Zac Purton never rode Golden Sixty and rode Romantic Warrior just once, for a surprise defeat over 2400m.
Great racehorses inspire great insights and eloquence.
Asked to compare Golden Sixty and Romantic Warrior, Purton responded: “Golden Sixty is the best horse I’ve seen in my time here in Hong Kong and people forget that he beat Romantic Warrior in all their clashes, even at the Warrior’s pet distance over 2000m.
“Golden Sixty gave us hope during COVID and brought everyone back to the races coming out of it. It was a unique time but the fact he never travelled will always haunt him.
“What Romantic Warrior has done has been incredible. He’s taken on the world, and in their backyard, and he’s done it going both ways and at different distances. The feeling between the two though is that Golden Sixty was loved and Romantic Warrior is something that’s made them proud.”
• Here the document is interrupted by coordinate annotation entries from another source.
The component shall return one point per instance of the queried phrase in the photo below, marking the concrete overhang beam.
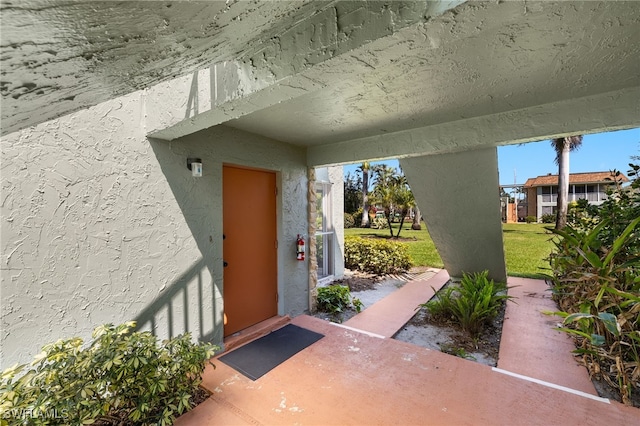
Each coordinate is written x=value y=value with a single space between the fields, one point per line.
x=593 y=114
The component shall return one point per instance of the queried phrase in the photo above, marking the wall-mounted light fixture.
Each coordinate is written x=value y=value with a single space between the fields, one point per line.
x=195 y=165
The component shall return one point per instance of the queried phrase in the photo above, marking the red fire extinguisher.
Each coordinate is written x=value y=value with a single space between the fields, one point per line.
x=300 y=248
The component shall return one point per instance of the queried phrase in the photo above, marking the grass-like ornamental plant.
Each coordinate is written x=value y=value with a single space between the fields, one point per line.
x=472 y=304
x=377 y=256
x=335 y=299
x=121 y=377
x=596 y=283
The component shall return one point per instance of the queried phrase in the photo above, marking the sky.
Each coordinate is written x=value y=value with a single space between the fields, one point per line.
x=599 y=152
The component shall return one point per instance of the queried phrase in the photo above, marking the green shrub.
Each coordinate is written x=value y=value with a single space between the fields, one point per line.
x=548 y=218
x=349 y=221
x=596 y=283
x=376 y=256
x=121 y=376
x=597 y=286
x=472 y=304
x=335 y=299
x=380 y=223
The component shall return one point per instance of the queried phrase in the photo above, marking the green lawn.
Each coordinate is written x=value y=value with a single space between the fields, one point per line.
x=526 y=246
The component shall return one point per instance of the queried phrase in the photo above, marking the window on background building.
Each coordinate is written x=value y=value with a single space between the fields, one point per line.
x=324 y=230
x=579 y=192
x=549 y=209
x=549 y=194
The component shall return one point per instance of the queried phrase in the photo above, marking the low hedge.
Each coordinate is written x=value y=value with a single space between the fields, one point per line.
x=376 y=256
x=120 y=377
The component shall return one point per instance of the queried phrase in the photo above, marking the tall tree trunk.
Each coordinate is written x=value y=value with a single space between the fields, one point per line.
x=563 y=186
x=404 y=213
x=416 y=219
x=364 y=223
x=387 y=213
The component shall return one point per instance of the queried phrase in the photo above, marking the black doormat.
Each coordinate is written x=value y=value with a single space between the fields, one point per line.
x=257 y=358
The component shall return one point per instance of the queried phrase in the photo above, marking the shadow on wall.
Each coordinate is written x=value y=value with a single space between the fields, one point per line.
x=190 y=301
x=175 y=306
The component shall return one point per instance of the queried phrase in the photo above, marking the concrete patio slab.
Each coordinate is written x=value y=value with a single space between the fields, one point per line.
x=390 y=314
x=354 y=378
x=531 y=347
x=361 y=376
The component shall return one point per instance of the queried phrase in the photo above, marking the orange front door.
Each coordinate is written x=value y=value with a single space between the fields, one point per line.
x=249 y=247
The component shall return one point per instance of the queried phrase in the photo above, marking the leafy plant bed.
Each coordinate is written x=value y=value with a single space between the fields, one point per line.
x=446 y=336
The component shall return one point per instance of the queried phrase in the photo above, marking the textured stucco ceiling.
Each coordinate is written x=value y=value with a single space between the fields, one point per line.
x=377 y=67
x=481 y=59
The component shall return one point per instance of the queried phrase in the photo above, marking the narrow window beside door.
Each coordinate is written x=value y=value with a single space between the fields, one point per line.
x=324 y=231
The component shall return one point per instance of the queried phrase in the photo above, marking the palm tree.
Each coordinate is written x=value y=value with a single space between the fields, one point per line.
x=365 y=168
x=563 y=146
x=383 y=190
x=403 y=198
x=416 y=226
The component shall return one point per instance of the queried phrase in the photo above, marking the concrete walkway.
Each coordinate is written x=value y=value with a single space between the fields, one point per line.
x=359 y=376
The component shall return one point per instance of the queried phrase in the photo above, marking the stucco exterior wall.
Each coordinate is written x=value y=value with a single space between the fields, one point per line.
x=336 y=177
x=458 y=196
x=101 y=225
x=225 y=145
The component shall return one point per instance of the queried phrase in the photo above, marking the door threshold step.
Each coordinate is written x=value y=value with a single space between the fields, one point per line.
x=255 y=331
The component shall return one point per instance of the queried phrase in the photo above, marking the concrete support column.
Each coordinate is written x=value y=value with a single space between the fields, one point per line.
x=459 y=198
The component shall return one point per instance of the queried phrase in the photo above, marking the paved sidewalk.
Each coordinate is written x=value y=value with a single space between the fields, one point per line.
x=356 y=376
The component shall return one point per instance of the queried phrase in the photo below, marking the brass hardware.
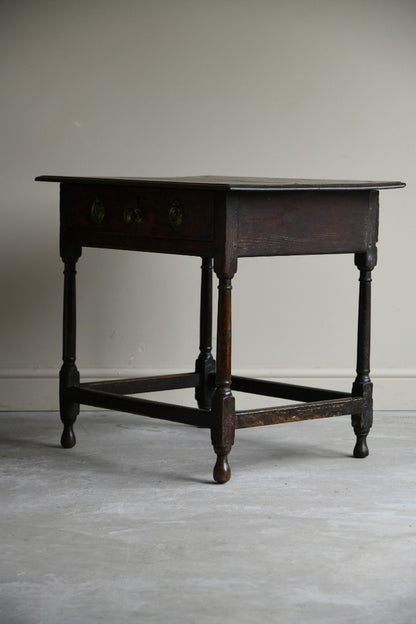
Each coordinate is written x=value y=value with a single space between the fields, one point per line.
x=175 y=215
x=98 y=211
x=134 y=215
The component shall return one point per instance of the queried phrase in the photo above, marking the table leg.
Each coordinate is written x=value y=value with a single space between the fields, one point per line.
x=69 y=375
x=362 y=386
x=223 y=404
x=205 y=364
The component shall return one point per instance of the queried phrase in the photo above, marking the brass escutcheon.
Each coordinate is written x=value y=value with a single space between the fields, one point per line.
x=175 y=215
x=97 y=211
x=134 y=215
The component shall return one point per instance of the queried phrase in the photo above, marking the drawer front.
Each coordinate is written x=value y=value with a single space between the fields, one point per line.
x=108 y=215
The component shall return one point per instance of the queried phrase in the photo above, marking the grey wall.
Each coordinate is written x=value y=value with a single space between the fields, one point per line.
x=295 y=88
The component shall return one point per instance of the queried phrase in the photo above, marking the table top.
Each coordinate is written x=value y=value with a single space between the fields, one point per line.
x=230 y=183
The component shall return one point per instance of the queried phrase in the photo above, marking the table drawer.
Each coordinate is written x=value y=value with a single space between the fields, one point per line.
x=104 y=213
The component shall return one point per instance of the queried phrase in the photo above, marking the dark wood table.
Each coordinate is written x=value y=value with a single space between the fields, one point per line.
x=219 y=219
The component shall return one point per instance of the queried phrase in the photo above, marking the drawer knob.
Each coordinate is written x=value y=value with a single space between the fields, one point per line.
x=175 y=215
x=97 y=211
x=134 y=215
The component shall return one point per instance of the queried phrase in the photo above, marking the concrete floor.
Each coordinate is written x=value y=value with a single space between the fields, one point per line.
x=128 y=527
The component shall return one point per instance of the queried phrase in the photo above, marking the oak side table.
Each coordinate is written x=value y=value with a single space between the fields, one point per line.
x=219 y=219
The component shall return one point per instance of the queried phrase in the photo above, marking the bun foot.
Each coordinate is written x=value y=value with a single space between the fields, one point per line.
x=361 y=448
x=68 y=439
x=222 y=470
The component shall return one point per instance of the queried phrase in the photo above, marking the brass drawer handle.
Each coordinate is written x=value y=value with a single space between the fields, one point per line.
x=175 y=215
x=134 y=215
x=97 y=211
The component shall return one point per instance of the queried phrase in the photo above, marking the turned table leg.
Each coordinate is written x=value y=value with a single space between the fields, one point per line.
x=362 y=386
x=205 y=364
x=69 y=375
x=223 y=404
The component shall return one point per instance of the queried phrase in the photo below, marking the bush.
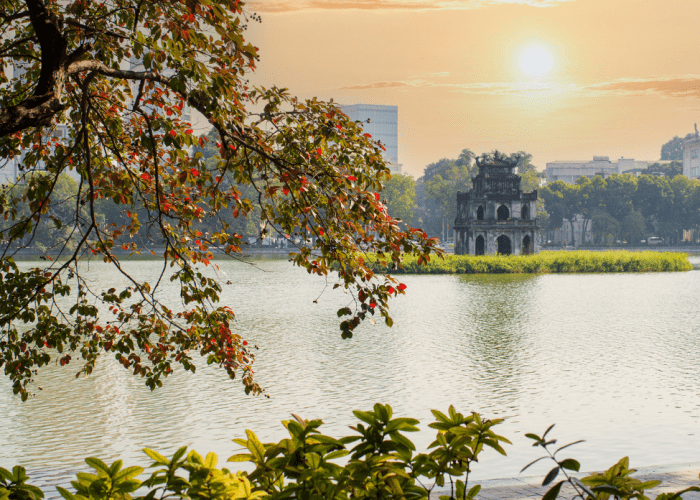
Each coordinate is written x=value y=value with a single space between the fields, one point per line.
x=619 y=261
x=381 y=465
Romantic Warrior’s career is expected to peak again on Sunday. If he then pushes on to the UK after dominating Saudi Arabia and Dubai, the horse will have come full circle.
Bred in Ireland at Corduff Stud, his sire Acclamation was a former good but not great sprinter who went on to sire seven international Group 1 winners worldwide. He died this week at Rathbarry Stud in Ireland.
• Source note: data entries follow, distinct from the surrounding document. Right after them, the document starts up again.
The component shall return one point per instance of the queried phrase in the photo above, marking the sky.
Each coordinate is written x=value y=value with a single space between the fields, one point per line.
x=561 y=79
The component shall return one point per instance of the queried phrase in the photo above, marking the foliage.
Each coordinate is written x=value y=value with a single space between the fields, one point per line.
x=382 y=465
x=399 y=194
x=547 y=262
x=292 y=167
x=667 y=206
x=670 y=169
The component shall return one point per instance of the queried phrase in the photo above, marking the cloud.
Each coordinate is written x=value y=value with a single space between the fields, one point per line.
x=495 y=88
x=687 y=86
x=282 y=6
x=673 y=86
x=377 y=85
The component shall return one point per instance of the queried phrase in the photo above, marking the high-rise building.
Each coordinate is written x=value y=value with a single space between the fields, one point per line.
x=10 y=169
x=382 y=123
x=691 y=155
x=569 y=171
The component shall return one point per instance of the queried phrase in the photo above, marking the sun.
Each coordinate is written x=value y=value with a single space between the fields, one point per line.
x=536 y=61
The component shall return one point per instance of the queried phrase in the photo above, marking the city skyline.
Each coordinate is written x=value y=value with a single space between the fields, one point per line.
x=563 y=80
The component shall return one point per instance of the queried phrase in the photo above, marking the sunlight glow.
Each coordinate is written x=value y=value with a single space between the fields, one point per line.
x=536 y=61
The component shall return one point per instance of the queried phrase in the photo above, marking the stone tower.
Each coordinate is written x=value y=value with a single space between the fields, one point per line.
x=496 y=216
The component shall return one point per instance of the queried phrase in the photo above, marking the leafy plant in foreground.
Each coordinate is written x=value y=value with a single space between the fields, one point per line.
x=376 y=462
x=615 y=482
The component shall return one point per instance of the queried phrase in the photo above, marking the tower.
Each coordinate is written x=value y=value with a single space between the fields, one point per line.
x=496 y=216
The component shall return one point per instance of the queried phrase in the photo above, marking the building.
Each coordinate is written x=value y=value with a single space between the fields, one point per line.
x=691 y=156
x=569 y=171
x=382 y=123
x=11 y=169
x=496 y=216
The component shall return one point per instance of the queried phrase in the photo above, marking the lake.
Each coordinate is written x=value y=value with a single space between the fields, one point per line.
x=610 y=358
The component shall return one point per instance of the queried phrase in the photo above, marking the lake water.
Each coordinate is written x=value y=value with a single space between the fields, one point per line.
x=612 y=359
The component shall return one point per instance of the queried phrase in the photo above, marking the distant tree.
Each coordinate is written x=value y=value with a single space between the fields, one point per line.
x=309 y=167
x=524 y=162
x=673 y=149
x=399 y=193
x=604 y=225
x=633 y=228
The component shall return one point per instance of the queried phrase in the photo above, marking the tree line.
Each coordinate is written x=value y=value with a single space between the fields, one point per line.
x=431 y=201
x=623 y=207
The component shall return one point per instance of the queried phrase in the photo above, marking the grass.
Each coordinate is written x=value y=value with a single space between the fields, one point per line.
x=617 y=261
Romantic Warrior’s dam Folk Melody had won one race, a 16-runner maiden at Newmarket for Saeed bin Suroor. She would produce a handful of handy winners - and one champion.
Kinane, the legendary former Irish jockey, had been employed as a talent scout by the Hong Kong Jockey Club. Kinane would purchase horses in Europe and they would then be educated and allowed to furnish before being on-sold in Hong Kong by the club.
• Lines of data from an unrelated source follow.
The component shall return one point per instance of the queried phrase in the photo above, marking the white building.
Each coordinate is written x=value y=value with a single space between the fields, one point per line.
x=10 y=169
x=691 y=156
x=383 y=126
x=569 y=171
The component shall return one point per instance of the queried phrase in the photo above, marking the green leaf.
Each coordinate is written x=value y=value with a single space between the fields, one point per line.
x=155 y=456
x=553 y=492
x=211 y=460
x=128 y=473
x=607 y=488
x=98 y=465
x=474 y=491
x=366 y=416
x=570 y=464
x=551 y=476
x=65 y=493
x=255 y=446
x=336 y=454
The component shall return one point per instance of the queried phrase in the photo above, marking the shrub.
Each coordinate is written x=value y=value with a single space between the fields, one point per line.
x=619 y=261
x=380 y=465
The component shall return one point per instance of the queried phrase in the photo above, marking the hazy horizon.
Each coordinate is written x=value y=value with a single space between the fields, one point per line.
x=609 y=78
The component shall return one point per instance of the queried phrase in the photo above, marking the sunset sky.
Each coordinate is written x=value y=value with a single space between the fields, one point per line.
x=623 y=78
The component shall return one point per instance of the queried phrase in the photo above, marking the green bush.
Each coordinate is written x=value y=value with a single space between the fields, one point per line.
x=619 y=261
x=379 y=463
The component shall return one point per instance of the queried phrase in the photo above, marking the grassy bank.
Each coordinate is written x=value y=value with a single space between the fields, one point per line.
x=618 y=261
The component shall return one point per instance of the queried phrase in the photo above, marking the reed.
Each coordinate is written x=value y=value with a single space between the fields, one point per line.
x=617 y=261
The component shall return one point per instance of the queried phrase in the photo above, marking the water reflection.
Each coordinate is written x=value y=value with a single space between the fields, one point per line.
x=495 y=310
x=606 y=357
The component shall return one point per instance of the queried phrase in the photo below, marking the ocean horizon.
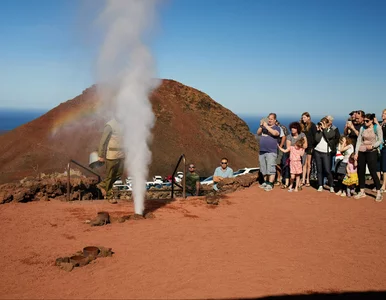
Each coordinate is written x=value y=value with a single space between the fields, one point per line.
x=12 y=118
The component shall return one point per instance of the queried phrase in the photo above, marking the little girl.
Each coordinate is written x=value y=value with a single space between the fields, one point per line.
x=346 y=148
x=351 y=178
x=296 y=168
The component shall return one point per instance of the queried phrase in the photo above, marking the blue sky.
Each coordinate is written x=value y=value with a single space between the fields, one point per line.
x=252 y=56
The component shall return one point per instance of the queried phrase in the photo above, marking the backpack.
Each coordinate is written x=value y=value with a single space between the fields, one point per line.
x=375 y=131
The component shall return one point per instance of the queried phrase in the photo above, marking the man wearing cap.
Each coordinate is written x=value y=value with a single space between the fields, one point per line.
x=192 y=181
x=221 y=172
x=112 y=152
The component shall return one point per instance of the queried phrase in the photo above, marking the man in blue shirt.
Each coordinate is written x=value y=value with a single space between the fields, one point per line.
x=222 y=172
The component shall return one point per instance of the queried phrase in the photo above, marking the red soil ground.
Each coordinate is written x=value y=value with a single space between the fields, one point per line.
x=253 y=244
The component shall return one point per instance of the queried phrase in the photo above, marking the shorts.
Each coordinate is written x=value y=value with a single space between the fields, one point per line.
x=309 y=150
x=279 y=157
x=340 y=167
x=268 y=163
x=382 y=160
x=296 y=167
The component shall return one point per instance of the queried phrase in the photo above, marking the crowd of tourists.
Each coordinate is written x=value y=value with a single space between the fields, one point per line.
x=341 y=163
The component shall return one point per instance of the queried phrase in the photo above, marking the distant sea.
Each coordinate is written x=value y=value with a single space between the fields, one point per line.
x=12 y=118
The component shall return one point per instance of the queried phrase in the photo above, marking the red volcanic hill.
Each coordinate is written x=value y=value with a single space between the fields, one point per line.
x=187 y=121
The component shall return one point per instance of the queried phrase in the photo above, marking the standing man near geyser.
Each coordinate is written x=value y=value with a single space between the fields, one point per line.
x=111 y=151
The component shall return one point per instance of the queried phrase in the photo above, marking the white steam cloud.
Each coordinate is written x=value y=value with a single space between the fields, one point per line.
x=127 y=71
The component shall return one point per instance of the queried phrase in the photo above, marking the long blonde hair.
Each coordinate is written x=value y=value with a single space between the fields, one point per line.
x=305 y=126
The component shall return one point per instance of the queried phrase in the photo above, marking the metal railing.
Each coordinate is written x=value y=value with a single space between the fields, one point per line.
x=69 y=175
x=182 y=158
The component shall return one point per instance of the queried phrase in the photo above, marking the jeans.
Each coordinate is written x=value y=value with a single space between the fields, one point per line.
x=369 y=158
x=323 y=166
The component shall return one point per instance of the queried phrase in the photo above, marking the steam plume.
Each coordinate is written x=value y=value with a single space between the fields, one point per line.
x=127 y=71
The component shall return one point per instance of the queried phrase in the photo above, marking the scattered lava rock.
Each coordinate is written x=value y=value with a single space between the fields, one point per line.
x=68 y=263
x=102 y=218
In 2019, he found himself at the Tattersalls October Sale. It was his first gig for the HKJC and he wasn’t the only buyer interested in Corduff’s Acclamation colt.
Kinane told the Racing Post in 2023 that he’d been lucky to secure Romantic Warrior and probably wouldn’t be as lucky again. “It's probably all downhill from here! These horses are a rarity,” he said.
Kinane glimpsed at Gold, Sheikh Hamdan’s bloodstock man, as the Acclamation colt entered the sale ring. Gold was on the phone.
“If he would get Hamdan on the phone, I knew I was in trouble,” Kinane told racing.com in 2023.
Kinane hid under some stairs, out of Gold’s line of vision.
“Angus didn’t know who was bidding, he thought he was being run up by the vendor and didn’t get a bid in and I got him!” Kinane said.
“I loved him from the very first look. He was the only horse I sent straight to vet after one view that year. He was the type of horse I was looking for; made like a miler and with enough stamina to hopefully get a little bit more.”
Once bought and destined for the Far East, the colt was sent to the strikingly named Malcolm Bastard for pre-training. At some point, he was gelded.
Ten months after Tattersalls, he was in Hong Kong where he was knocked down to local owner Peter Lau for AU$950,000 at the Hong Kong International Sale.
Lau had not been a lucky owner. His first horse, Australian import King Of Household, had been winless in 25 starts. He then paid a then-record AU$2 million for Household King at the HKJC auction and the horse dropped dead after its second start. Lau’s next horse, Romantic Chef, won one race.
Romantic Warrior was sent to local trainer Danny Shum, whose emotional, infectious reactions to Romantic Warrior’s triumphs, and his embracing of the unknown, lifted Romantic Warrior’s legend. Another trainer may have kept him in the bubble, like Golden Sixty.
Romantic Warrior has won almost every Hong Kong race that counts and a handful away from home that mean even more.
“What Romantic Warrior has done has been incredible. He’s taken on the world, and in their backyard, and he’s done it going both ways and at different distances" - champion jockey Zac Purton
His successful Cox Plate campaign in 2023 is expected to prove a roadmap for future HK champions. He also beat the mighty Japanese in Japan.
Romantic Warrior and James McDonald have proven near indestructible but there are no givens with horses.
Sunday at Sha Tin can’t come soon enough. Victory is likely but not assured for the greatest-ever Hong Kong tourist.
Hong Kong locals will never again experience a tag-team era like Golden Sixty and Romantic Warrior. One kept the home fires burning, the other set the world alight.